SCOPE OF THIS CHAPTER
This procedure outlines the steps to be taken in the event of the death of or serious injury to a child living in the community (where there are suspicions of abuse or neglect) and the death of/serious injury to any Looked After Child (whether or not the abuse or neglect is known or suspected).
These steps are in addition any Rapid Review or Child Safeguarding Practice Review which may be commissioned and the work of the Child Death Overview Panel.

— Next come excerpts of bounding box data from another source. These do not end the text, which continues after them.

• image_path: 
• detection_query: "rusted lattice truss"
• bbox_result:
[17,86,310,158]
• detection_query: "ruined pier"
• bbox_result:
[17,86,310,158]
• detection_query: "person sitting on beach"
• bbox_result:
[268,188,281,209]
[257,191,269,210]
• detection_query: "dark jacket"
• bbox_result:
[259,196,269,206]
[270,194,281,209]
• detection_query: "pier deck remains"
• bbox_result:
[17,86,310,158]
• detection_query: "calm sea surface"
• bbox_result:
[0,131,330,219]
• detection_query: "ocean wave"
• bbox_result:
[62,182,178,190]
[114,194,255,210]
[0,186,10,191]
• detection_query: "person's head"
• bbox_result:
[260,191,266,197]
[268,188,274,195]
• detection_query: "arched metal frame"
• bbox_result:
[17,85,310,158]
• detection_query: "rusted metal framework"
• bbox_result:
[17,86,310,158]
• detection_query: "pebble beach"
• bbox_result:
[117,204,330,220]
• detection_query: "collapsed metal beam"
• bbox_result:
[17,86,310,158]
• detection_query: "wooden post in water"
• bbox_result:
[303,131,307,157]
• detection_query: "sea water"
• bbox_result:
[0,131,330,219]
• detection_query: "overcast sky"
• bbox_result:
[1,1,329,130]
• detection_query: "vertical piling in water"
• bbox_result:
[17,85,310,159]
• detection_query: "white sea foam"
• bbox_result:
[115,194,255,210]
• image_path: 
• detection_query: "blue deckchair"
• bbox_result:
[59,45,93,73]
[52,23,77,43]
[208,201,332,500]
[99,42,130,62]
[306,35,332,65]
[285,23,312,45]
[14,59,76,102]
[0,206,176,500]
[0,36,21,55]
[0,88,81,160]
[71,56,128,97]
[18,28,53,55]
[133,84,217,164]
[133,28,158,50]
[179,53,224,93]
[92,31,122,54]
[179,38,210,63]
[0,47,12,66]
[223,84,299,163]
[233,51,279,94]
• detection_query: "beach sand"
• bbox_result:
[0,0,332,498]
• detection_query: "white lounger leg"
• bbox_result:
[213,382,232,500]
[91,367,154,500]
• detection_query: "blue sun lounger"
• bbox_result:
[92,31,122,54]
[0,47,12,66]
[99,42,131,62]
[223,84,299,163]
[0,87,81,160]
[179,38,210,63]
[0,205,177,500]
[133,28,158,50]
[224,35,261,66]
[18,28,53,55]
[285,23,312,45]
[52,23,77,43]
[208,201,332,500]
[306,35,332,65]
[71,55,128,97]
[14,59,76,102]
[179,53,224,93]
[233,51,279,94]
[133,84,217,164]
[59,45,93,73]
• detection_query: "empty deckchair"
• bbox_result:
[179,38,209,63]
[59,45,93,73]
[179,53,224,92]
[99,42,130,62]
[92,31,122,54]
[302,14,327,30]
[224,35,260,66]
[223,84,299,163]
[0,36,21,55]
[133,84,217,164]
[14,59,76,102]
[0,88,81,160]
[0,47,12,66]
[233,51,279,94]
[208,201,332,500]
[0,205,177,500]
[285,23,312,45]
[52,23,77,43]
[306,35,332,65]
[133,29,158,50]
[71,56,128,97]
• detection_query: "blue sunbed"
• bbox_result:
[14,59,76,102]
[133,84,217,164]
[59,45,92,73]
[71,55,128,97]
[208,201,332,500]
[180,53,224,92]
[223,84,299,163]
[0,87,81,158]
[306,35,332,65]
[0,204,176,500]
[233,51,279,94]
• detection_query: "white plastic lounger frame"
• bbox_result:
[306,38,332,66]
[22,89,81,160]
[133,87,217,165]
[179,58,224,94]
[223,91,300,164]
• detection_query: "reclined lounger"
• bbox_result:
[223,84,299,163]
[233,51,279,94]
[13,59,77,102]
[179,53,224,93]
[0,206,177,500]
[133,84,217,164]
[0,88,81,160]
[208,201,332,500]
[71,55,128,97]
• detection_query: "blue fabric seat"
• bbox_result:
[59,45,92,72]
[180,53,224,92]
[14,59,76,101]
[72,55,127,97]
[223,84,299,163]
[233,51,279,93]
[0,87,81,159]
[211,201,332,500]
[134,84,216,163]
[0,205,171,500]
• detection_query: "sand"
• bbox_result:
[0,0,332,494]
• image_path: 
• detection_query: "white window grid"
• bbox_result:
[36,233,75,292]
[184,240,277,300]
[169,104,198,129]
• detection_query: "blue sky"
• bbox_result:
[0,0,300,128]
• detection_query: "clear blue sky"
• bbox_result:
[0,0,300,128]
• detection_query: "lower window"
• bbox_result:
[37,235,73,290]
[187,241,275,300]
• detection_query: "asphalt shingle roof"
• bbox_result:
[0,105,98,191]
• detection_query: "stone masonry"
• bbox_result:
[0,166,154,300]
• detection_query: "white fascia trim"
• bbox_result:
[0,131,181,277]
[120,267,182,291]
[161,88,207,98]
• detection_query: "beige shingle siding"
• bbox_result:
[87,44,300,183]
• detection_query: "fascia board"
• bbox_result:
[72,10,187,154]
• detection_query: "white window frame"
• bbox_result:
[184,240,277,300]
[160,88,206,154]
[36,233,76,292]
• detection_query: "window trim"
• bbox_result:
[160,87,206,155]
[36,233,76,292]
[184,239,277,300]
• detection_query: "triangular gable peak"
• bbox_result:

This procedure uses the expression Designated Manager (Death or Serious Injury to a Child). This Designated Manager must also be notified in circumstances where there is a serious injury to a child.
AMENDMENT
In July 2020, paragraph 1.5 has been updated to inculde additional information on Child Safeguarding Practice Reviews which may be held when a child dies and abuse or neglect is known or suspected.
Contents
- Death of or Serious Injury to a Child in the Community where there are Suspicions of Abuse or Neglect
- Death of, or Serious Injury, to a Child who is Looked After
- Needs of Social Workers / Team / Manager / Carers
1. Death of or Serious Injury of a Child in the Community where there are Suspicions of Abuse or Neglect
Local authorities in England must notify the national Child Safeguarding Practice Review Panel (the Panel) within 5 working days of becoming aware of a serious incident.
Serious incidents which should be reported are those where the local authority knows or suspects that a child has been abused or neglected and:
- The child dies (including suspected suicide) or is seriously harmed in the local authority's area;
- While normally resident in the local authority's area, the child dies or is seriously harmed outside England.
The local authority must also notify the Secretary of State and Ofsted whenever a child who is Looked After dies, regardless of whether abuse or neglect is known or suspected. Section 2, Death of, or Serious Injury, to a Looked After Child in Care.
The process for reporting a serious incident to the Panel via the Child Safeguarding Incident Notification System is set out in the following: Report A Serious Child Safeguarding Incident (GOV.UK). The Panel will share all notifications with Ofsted and the DfE.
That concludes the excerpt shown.